Open Access under CC BY-NC-ND 3.0 license

PMC Copyright notice

A 40 aa Peptide of LamB SS-β₁ Competes for Full-Length Preprotein and Activates the SecY Complex

(A) Addition of LamB SS-β₁, but not SS_Δ4-β₁, inhibits translocation-associated ATPase activity of SecA. ATPase rates were measured using the pyruvate kinase/lactate dehydrogenase linked assay in the presence of 50 nM SecA, 1 mM ATP, 1 μM SecYEG proteoliposomes, and 0.7 μM proOmpA after preincubation with increasing concentrations of the signal sequence peptides.

(B) Samples used in the ATPase assays shown in (A) were tested for translocation efficiency according to protease protection of proOmpA. Successfully translocated, protease-protected proOmpA was visualized by western blot. The top right-hand lane was loaded as a measure of 10% of the total proOmpA present in the samples.

(C) Translocation assays (as in B) using OmpA instead of proOmpA. The upper two panels show representative western blots for successfully translocated substrate in the presence of wild-type and mutant peptides; each lane corresponds to the bars in the quantification below, for increasing concentrations (0–100 μM) of peptides: SS-β₁ (black bars) or SS_Δ4-β₁ (gray bars); n = 4–6. The translocation efficiency was calibrated against a 10% standard. Negative (no ATP with 100 μM peptide) and positive (proOmpA without peptide) controls are shown on the right. All error bars denote SD.

(D) SecYEG vesicles reconstituted in the presence of SS, SS-β₁, or SS_Δ4-β₁ were loaded onto an SDS-PAGE gel and the polypeptides visualized by silver staining.

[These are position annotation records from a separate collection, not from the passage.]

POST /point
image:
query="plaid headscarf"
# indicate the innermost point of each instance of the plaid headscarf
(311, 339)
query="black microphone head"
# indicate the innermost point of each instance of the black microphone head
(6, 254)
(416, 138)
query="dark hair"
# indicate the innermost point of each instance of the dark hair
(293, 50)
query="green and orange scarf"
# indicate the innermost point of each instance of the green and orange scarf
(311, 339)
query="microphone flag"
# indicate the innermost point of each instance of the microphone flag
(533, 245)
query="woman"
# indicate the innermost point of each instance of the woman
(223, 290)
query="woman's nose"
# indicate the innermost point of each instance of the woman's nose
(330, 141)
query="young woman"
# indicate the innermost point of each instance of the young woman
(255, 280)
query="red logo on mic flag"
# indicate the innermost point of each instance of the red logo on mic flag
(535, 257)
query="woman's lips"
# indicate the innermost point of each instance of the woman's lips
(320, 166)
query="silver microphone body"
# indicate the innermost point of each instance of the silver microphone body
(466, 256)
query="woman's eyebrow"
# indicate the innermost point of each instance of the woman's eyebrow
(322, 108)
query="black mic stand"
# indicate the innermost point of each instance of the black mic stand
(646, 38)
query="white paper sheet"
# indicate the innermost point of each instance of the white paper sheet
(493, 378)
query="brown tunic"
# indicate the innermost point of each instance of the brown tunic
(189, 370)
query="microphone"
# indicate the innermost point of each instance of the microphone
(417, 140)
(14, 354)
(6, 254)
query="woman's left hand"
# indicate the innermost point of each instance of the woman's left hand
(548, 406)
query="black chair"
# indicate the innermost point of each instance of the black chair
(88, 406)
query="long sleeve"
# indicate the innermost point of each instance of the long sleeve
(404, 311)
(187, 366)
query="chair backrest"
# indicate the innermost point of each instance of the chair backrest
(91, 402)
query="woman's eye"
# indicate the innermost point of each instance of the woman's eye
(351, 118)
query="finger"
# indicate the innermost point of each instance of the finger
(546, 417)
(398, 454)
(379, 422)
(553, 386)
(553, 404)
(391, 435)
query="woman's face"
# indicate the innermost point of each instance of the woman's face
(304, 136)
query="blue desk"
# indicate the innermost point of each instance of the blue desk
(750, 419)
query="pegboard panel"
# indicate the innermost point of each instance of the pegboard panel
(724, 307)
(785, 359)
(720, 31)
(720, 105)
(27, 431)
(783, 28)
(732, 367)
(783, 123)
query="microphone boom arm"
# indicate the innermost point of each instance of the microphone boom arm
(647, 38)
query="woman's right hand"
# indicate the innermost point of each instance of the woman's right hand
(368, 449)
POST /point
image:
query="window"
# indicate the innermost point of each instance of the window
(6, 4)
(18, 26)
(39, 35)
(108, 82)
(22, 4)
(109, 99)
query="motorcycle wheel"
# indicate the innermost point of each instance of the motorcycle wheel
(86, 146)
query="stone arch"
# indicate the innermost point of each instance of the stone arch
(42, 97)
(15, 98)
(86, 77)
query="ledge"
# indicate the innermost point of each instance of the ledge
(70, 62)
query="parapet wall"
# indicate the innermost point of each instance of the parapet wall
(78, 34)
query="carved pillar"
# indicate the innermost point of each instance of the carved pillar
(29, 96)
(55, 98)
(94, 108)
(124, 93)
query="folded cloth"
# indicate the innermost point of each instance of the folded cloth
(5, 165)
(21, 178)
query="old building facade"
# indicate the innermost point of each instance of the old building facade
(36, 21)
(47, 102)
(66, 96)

(E) Translocation assays for OmpA (as in B) using vesicles incorporating SecYEG with or without peptide. The upper panel shows a representative western, quantified (as in C) in the lower panel (n = 8). The peptide present in the initial reconstitution is indicated below. proOmpA was used as a positive control testing the competence of vesicles reconstituted without preprotein peptides (far left). All error bars denote SD.

(F) Coomassie-stained SDS-PAGE gel of 2D crystals of SecYEG grown in the presence or absence of SS-β₁, before and after exposure to 1:100 (w/w) trypsin for 20 min at room temperature. ^∗Well-known breakdown product of SecY (Collinson et al., 2001; Robson et al., 2007).